Pour garantir l’efficacité, l’efficience et la durabilité des politiques publiques, il est généralement admis qu’elles doivent être guidées par les données probantes. D'ailleurs, lorsqu’il s’agit de transposer la recherche dans la pratique, l’élaboration de politiques guidées par les données probantes est un véritable mot d'ordre.
Pourtant, la nuance est de mise pour comprendre ce qui constitue des données probantes fiables et crédibles, la façon dont les données probantes issues d’un contexte donné peuvent légitimement s’appliquer à un autre et la façon dont ces applications se jouent dans les réalités complexes de l’élaboration de politiques.
Quelles données probantes importent dans l’élaboration des politiques en matière d’éducation ?
Le virage qui s’opère d’une politique publique fondée sur les données probantes (ce qui suppose que les données probantes à elles seules peuvent et doivent orienter la politique) à une politique guidée par les données probantes (laquelle reconnaît le rôle des dynamiques socioéconomiques et politico-culturelles) atteste que la détermination des données probantes et de leurs applications ne relève pas de processus linéaires ni techniques, mais de processus intrinsèquement politiques dans lesquels la dynamique du pouvoir bat son plein.
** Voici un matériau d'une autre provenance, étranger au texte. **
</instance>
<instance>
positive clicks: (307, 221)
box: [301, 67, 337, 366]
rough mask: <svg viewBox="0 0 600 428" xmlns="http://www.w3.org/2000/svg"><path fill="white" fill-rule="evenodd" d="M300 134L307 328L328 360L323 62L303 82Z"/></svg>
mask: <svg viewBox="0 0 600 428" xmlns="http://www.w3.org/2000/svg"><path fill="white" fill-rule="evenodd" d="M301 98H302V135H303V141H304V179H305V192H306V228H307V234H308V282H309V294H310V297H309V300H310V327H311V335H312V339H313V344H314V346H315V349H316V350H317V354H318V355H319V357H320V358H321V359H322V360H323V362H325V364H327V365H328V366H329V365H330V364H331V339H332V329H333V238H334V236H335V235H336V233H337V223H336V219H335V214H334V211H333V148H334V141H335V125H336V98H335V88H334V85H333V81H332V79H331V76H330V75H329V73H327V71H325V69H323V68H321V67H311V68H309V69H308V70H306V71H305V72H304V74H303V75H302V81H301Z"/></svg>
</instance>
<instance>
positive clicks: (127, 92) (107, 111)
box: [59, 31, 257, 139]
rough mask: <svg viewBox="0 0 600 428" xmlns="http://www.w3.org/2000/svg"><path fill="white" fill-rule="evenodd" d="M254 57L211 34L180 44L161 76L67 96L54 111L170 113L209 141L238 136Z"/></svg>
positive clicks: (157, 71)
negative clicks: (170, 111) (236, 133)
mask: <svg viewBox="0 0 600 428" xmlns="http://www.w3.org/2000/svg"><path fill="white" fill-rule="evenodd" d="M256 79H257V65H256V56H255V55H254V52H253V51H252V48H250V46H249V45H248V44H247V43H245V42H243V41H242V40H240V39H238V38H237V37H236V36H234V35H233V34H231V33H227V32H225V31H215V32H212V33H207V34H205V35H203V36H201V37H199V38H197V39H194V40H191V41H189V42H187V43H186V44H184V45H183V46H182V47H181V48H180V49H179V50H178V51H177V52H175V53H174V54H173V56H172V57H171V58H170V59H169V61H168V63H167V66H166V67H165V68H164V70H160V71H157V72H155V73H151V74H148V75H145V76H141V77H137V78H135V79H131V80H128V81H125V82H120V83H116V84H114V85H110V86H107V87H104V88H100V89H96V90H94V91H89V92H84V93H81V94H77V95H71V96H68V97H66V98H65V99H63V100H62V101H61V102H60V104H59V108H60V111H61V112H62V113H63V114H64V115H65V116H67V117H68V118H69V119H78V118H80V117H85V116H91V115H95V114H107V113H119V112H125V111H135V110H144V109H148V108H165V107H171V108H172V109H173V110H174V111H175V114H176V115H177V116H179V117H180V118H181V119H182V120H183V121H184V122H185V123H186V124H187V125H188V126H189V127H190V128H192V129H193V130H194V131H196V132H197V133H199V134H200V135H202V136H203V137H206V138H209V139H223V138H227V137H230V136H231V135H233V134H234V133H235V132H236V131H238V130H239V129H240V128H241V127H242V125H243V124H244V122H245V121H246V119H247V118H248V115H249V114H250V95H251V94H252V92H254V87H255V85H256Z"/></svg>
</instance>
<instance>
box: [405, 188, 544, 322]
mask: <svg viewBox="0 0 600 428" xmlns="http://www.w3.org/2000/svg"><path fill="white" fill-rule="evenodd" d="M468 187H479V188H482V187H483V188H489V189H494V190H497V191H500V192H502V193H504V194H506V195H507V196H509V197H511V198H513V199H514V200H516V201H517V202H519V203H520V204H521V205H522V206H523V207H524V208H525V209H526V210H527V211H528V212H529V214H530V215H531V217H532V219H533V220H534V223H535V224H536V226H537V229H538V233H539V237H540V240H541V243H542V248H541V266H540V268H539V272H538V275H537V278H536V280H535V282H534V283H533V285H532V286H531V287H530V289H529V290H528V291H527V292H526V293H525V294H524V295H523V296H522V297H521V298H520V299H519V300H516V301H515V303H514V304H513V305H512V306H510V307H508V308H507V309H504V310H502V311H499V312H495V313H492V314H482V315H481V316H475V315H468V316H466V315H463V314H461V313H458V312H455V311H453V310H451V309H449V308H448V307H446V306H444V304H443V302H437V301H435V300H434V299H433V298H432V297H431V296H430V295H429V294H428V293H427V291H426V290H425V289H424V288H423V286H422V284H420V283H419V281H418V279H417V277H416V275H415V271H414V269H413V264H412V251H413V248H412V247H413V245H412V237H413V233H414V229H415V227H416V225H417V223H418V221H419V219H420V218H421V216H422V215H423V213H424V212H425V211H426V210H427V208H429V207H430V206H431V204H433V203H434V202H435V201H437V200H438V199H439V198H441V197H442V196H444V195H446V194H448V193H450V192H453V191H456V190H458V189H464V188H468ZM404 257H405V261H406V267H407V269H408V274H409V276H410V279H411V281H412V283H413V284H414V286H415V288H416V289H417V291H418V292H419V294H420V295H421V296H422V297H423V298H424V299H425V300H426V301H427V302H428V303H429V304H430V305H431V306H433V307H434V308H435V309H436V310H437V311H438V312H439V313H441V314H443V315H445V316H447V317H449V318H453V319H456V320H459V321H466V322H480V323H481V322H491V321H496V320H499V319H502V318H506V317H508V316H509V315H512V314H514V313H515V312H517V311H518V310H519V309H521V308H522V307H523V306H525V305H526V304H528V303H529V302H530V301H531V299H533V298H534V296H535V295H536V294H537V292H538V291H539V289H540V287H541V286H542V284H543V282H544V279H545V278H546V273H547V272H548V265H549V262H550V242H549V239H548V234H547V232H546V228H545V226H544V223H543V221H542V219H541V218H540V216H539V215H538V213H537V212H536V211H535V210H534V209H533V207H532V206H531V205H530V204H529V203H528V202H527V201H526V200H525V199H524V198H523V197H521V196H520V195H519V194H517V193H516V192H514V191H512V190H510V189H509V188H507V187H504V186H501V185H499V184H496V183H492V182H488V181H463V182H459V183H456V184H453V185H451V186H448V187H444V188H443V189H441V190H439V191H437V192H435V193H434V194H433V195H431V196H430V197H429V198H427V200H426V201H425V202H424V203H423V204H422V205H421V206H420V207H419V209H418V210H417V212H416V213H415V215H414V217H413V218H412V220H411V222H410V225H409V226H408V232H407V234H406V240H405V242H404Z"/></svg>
Par conséquent, les données probantes qui importent dans l’élaboration des politiques en matière d’éducation sont à la fois contestées et contestables.
Historiquement, les institutions mondiales accordent la primauté aux besoins de données probantes de leurs clients et aux architectures établies qui ont atteint les cercles d’élaboration des politiques à l'échelle nationale. Ces institutions ont été critiquées pour leurs biais épistémologiques modelés par des facteurs ou des acteurs autres que ceux qu’elles prétendaient servir, ou pour leur tolérance à l’égard de mandats postcoloniaux hérités d’une époque révolue.
Tout cela a soulevé la question de la pertinence et du caractère approprié d’agendas exogènes qui mettaient en rapport les programmes politiques (et les données probantes connexes) avec le financement extérieur.
En même temps, les données probantes d’autres sources, en particulier le monde universitaire national, les instituts de recherche et la société civile, sont de plus en plus perçues comme plus endogènes et pertinentes, même si souvent ces autres sources ne disposaient pas des infrastructures, du financement ou de l’échelle nécessaires pour influencer l’élaboration des politiques nationales.
Le pont entre les données probantes et les politiques publiques
Ces dernières années, l’OCDE a publié des rapports sur l'utilisation de la recherche en éducation dans les politiques publiques et la pratique éducative.
Les rapports mentionnent toute une série d’obstacles qui limitent l’utilisation de la recherche par les décideurs et les praticiens des politiques publiques, notmment : le manque de recherche pertinente, le manque de financement, la faible qualité de la recherche, le manque de relations entre les différents acteurs impliqués dans la recherche et son utilisation, y compris, de manière significative, une confiance limitée entre les décideurs et les chercheurs qui ne partagent souvent pas la même compréhension de la recherche en éducation et de son utilisation, et un manque de mécanismes facilitant l’utilisation de la recherche.
En 2021, education.org a publié un livre blanc qui appelait à un « pont de connaissances » pour faire progresser l’utilisation des données probantes en éducation. Les auteurs suggèrent que les décideurs gouvernementaux s’appuient fortement sur les données gouvernementales, notamment celles des autres ministères, auxquelles ils peuvent accéder rapidement, à partir de sources de confiance, lesquelles proviennent rarement de formations universitaires d’élite.